Deeper engagements with the history and philosophy of science, as well as the biographic histories of those practising ecology, are also needed as part of fundamental disciplinary training. This is necessary to allow ecologists to position themselves as situated parts of the systems they describe, rather than neutral actors—a view that has been robustly critiqued5. One concrete step is to identify the gaze (who we imagine we write for) and the pose (the standpoint from which we write) that we adopt in our work58. For example, self-reflection on whether a paper on biodiversity protection is being written by a foreign or local researcher and for a foreign or local audience can help the author and readers better place the paper’s purpose. These choices are often made unconsciously and not declared, but they should be—a practice that is increasingly used in global health research58. Foreignness in this context can be defined by ethnicity, wealth, caste, geography, gender, spirituality and socioeconomic status, among others. Another way ecologists can critically reflect on their background and training (whatever the degree of privilege), and how these influence the questions they ask, the way they interpret data and who benefits, is by including a positionality statement in their publications. This practice has been suggested for field ecology and biogeography3,59. We have included one at the end of this article.

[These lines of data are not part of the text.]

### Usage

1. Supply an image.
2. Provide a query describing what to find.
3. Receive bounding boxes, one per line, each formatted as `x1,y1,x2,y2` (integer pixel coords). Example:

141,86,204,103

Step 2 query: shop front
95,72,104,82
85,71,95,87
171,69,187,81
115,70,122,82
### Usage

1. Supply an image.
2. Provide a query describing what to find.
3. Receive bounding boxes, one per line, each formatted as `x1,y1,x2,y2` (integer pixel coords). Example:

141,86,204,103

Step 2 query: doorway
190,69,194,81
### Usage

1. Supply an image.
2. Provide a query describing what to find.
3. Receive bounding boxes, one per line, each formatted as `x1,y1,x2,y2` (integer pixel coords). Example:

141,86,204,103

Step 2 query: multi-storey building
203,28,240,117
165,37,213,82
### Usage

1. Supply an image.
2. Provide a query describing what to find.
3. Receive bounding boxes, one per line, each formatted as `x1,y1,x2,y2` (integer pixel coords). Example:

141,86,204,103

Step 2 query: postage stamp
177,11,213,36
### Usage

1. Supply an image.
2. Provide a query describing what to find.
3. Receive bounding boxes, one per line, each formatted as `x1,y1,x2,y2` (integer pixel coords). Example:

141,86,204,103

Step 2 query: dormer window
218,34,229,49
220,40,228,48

Access to scholarly literature remains a pressing global issue and scholars in under-resourced institutions are often compelled to use pirate websites to read scientific publications60. Habitual law breaking should not be a requirement of scientific practice. An accepted solution is to publish only open access but the challenges of uneven terrain go much deeper.
Vast quantities of ecological data are collected on and in the Global South but stored in museums and on servers located in the Global North, where they may remain difficult to access for researchers without access to elite academic networks, substantial funding or high-speed Internet61. When new knowledge is the primary currency, ecologists must grapple with the ethical implications of systems that extract data but provide wide access only after authorship potential has been exhausted by researchers in the Global North. No one likes a parachute scientist62,63.
Part of the solution is to continue to make more data available faster, and to reject parachute science by including researchers from places where data were collected throughout the research process from design to disseminating results, including some secondary analyses63,64,65. However, this participation is not enough. Existing power imbalances must also be addressed through increased funding and support for Black and Indigenous researchers and people of colour to lead programmes of data collection and analysis and hold data repositories in the Global South. Nevertheless, access to wealthy countries will still be essential for research work, because these are the places where high-level meetings usually take place, where sophisticated equipment is maintained, where some important museum collections are housed and where major funders are located. Therefore, we propose a reciprocal exchange: for every researcher from a wealthy nation who travels to a low- or middle-income country, a researcher from that country should be admitted to undertake similar work in and with the Global North.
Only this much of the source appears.